# 为吸引较多美国留学生



## sqlines

I was wondering if you could also help me with the following sentence which is difficult for me to understand.

中国与日本为吸引较多美国留学生的两个亚洲国家.

Thanks again in advance for your help.


----------



## LikeBarleyBending

Just a try:

中国与日本为吸引较多美国留学生的两个亚洲国家.


In Asia, China and Japan are the top two countries that have attracted the largest numbers of American students.

Hope that helps.


----------



## sqlines

Thanks LikeBarleyBending,

Thanks for translating the sentence in good English.
I have, however, problem understanding the logic of the sentence structure.
中国与日本为吸引较多美国留学生的两个亚洲国家.

Let me translate it word for word.
China and Japan managed(=为)to attract relatively more American students' two Asian countries.

两个亚洲国家 must be considered a Noun because of 的.
So, the word-for-word translation can be rearranged as :
The two Asian countries of China and Japan managed to attract relatively more American students.

Am I right to translate 为 as to manage?


----------



## LikeBarleyBending

sqlines said:


> Thanks LikeBarleyBending,
> 
> Thanks for translating the sentence in good English.
> I have, however, problem understanding the logic of the sentence structure.
> 中国与日本为吸引较多美国留学生的两个亚洲国家.
> 
> Let me translate it word for word.
> China and Japan managed(=为)to attract relatively more American students' two Asian countries.
> 
> 两个亚洲国家 must be considered a Noun because of 的.
> So, the word-for-word translation can be rearranged as :
> The two Asian countries of China and Japan managed to attract relatively more American students.
> 
> Am I right to translate 为 as to manage?


 
I am afraid I cannot go with you. 

中国与日本为两个亚洲国家. --here 为 means 是 （are）. China and Japan are two Asian countries.

吸引较多美国留学生的－－is the attributive, which modifies 两个亚洲国家. That's why I used the attrbutive clause.

Hope I have made it clear.

Ps: I am just talking about the logic of the sentence.
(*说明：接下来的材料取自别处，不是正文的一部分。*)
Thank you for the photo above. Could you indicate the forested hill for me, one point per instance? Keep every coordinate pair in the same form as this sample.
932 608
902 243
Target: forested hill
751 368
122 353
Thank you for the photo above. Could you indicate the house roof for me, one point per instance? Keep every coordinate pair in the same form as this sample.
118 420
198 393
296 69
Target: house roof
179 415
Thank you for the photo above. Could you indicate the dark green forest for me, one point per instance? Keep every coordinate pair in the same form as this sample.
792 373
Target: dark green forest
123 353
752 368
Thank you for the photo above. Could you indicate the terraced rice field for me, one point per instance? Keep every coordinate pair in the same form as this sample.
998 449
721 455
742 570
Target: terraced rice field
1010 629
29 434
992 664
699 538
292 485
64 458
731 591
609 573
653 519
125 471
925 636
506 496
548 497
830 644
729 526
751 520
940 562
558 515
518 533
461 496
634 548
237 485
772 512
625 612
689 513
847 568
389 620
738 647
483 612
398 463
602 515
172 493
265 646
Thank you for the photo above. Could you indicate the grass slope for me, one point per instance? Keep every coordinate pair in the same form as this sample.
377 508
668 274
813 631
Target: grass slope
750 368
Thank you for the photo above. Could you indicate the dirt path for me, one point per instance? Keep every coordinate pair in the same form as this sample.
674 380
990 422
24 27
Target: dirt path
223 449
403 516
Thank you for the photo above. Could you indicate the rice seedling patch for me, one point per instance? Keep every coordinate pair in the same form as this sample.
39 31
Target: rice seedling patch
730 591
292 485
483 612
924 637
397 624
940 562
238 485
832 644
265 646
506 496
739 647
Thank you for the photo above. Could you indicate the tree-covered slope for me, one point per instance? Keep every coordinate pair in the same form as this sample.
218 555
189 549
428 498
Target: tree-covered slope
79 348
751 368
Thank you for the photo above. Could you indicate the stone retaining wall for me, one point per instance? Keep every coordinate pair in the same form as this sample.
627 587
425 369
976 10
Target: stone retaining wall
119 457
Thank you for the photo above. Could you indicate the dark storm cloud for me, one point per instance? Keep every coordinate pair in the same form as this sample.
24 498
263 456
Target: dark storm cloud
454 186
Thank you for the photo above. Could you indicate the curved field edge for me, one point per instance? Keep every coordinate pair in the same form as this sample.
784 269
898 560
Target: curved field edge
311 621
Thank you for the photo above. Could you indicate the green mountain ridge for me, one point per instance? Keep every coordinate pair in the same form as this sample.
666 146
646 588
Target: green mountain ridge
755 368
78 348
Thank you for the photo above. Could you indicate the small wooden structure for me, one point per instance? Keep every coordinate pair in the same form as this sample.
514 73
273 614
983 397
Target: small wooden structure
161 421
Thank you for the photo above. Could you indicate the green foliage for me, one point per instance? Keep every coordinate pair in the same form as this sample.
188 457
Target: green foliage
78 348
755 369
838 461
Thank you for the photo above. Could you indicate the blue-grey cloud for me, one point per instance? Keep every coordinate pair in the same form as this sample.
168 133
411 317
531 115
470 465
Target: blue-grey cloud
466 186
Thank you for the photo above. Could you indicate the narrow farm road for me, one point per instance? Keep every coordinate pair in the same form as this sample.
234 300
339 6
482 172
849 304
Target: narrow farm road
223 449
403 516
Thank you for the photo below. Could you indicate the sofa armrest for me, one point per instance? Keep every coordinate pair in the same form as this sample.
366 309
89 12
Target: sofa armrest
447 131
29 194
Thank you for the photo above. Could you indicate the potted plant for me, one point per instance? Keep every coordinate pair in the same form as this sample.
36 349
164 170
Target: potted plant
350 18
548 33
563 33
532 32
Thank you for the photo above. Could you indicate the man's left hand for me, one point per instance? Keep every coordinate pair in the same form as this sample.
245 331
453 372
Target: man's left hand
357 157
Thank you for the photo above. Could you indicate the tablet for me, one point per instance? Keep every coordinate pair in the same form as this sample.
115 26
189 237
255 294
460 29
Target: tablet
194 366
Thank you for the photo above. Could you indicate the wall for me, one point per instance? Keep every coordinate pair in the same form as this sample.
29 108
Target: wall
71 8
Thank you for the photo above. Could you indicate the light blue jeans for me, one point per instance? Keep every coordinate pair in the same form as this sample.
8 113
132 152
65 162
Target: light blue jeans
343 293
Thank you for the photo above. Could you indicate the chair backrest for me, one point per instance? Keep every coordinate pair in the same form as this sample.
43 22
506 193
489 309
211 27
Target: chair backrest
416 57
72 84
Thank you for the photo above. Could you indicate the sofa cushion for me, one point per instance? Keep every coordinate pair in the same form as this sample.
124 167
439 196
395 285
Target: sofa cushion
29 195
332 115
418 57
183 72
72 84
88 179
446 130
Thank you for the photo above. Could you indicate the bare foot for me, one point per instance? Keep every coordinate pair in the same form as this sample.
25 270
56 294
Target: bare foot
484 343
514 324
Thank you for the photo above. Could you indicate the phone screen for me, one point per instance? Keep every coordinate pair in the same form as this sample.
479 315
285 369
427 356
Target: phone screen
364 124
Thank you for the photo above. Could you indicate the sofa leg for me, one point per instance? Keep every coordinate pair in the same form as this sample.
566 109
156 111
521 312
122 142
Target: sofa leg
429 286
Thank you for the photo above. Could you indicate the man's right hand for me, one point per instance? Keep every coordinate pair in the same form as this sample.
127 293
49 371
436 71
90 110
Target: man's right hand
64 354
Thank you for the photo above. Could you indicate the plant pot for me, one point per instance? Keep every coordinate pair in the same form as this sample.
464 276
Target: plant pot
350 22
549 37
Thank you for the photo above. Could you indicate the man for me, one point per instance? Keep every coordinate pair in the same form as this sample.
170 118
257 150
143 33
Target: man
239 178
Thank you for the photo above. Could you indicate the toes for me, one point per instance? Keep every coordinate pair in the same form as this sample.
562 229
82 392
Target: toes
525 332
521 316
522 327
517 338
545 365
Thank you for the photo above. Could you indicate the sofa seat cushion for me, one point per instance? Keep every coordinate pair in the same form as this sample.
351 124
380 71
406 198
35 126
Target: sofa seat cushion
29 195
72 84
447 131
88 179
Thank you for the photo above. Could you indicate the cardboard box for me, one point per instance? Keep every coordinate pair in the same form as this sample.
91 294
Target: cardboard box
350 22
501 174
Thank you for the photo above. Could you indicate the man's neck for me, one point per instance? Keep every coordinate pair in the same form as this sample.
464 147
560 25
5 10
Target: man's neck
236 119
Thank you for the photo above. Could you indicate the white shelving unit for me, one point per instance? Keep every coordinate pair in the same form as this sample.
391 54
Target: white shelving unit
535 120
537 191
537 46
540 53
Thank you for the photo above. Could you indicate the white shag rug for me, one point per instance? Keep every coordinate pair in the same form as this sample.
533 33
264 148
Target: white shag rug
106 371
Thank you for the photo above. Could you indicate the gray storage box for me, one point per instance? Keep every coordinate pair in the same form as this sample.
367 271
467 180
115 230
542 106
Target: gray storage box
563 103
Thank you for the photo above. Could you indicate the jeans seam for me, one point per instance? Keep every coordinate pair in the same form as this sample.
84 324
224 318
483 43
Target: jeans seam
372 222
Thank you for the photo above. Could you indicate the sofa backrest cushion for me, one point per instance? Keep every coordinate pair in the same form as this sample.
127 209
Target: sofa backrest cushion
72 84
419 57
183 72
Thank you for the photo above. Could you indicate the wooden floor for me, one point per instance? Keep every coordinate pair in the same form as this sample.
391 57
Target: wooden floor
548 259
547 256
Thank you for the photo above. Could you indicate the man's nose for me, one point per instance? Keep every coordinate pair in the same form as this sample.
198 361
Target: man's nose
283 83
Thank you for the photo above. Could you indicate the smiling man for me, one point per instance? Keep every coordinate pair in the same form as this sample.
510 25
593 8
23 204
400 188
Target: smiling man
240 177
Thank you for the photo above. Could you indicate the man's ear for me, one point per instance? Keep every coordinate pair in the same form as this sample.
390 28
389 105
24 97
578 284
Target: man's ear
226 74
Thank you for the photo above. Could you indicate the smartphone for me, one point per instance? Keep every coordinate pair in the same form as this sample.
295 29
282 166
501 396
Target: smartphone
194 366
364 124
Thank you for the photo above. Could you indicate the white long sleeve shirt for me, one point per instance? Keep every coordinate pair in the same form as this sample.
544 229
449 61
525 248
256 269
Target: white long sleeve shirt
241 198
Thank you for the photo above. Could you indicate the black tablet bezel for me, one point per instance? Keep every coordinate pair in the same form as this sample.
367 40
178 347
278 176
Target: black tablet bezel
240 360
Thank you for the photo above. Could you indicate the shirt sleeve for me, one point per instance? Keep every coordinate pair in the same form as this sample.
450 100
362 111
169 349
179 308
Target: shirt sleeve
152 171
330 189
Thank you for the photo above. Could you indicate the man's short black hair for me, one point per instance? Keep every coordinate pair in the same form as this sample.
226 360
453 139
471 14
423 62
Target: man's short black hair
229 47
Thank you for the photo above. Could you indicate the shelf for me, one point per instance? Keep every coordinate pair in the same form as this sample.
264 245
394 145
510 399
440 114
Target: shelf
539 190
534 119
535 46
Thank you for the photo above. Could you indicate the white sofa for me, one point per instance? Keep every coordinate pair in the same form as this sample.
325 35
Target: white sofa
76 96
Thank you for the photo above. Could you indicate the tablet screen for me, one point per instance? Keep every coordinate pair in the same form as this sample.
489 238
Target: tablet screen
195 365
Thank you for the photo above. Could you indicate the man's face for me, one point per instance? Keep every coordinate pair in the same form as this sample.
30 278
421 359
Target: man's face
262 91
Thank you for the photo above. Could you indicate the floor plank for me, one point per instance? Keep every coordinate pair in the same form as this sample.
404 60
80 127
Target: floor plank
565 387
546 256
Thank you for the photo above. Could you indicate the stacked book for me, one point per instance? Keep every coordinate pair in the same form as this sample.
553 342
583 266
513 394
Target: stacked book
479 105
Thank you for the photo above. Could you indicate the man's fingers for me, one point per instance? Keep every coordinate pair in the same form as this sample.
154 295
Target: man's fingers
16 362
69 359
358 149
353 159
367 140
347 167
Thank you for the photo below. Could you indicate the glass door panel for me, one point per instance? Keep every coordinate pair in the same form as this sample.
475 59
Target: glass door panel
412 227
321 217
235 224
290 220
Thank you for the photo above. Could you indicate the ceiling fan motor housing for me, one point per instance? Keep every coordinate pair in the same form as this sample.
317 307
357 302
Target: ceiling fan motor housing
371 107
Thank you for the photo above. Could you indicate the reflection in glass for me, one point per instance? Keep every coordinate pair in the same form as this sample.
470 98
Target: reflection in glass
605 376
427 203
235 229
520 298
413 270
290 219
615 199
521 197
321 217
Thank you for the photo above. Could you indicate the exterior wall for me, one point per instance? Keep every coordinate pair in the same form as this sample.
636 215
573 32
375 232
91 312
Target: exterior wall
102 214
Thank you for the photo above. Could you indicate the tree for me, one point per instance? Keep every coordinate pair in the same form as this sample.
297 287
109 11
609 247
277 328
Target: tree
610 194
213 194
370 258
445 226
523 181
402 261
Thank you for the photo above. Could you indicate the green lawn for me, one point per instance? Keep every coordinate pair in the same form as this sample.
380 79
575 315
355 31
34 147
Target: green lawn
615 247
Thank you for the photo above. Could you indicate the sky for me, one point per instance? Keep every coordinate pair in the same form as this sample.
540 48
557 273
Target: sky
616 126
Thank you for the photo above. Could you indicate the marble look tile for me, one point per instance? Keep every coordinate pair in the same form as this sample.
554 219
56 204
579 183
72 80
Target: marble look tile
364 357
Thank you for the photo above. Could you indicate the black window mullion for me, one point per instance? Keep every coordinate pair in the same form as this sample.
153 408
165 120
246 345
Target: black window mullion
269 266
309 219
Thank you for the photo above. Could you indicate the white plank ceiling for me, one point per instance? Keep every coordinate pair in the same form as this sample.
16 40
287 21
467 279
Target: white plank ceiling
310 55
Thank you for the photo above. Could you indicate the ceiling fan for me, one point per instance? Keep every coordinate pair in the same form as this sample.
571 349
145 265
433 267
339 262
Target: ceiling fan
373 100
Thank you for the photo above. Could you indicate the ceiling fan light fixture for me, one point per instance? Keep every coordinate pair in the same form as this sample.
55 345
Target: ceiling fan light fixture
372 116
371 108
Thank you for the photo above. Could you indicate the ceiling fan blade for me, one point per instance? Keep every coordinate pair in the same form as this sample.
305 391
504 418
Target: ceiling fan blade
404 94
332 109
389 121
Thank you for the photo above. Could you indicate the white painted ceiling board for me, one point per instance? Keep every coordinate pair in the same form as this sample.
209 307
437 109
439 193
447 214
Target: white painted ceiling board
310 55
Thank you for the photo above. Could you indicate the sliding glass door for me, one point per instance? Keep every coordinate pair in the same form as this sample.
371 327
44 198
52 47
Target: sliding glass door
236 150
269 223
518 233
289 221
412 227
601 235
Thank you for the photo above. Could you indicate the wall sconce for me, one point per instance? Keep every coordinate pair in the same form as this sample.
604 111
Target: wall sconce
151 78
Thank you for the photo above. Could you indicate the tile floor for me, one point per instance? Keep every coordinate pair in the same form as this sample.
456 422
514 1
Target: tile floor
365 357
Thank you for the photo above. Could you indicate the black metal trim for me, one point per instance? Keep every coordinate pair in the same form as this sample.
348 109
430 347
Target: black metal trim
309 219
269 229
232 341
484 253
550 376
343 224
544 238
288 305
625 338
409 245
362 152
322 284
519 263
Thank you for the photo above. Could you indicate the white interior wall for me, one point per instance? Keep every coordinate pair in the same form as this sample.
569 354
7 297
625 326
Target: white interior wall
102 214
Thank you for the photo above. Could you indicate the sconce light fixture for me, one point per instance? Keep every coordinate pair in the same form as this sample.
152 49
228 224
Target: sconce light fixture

I think your rewording of the sentence does not change much of the meaning, but change a little bit of the logic (structure).


----------



## On Retrouve a Paris

"为"不是manage哦, 当它是manage的意思的时候, 是第四声. 原文中的为是第二声, 意思是"是". 所以这个句子就可以变成: 
中国与日本*是*吸引较多美国留学生的两个亚洲国家.


----------



## Staarkali

我明白你们的解释，我原来没注意这个字可能有这个意思；我还是想问一下，当“为”的意思是“是”的时候，可不可能也包括“成”的意思？


----------



## On Retrouve a Paris

没有. "为"(当解释成"是"的时候)是静态的, 而"成"是动态的, "成"有转变的味道在里面. 
...中国与日本*成(*为)吸引较多美国留学生的两个亚洲国家...(强调中国和日本现在是吸引...言下之意以前不是)
中国与日本为吸引....只说明中国和日本当前是, 但我们不知道以前是不是也是.


----------



## Staarkali

非常清楚了，谢谢！

About the original sentence, I would add my own translation:
_China and Japan are the two countries that attract the most American students in Asia._


----------



## palomnik

I always understood that 为 can translate as 是, possibly with the nuance of English "to act as, to represent" rather than just plain "to be."


----------



## Staarkali

Maybe some native speakers would invalidate but I still have the same feeling as Palomnik that 为 is a little more that just a very neutral _to be_
If they were absolutely identical, they would be completely interchangeable.


----------



## Zulis

in this context 為and 是 is definitely interchangable


----------



## xiaolijie

Zulis said:


> in this context 為and 是 is definitely interchangable


Agree! Among many meanings of *为*, there is one that is the equivalent of *是* :
北京*为*中国的首都
一千公斤*为*一吨


----------



## LikeBarleyBending

我个人认为，在表示“是”的时候，“为”更正式一些，因此多用在书面语中，口语中一般用“是”。


----------



## kastner

On Retrouve a Paris said:


> 没有. "为"(当解释成"是"的时候)是静态的, 而"成"是动态的, "成"有转变的味道在里面.
> ...中国与日本*成(*为)吸引较多美国留学生的两个亚洲国家...(强调中国和日本现在是吸引...言下之意以前不是)
> 中国与日本为吸引....只说明中国和日本当前是, 但我们不知道以前是不是也是.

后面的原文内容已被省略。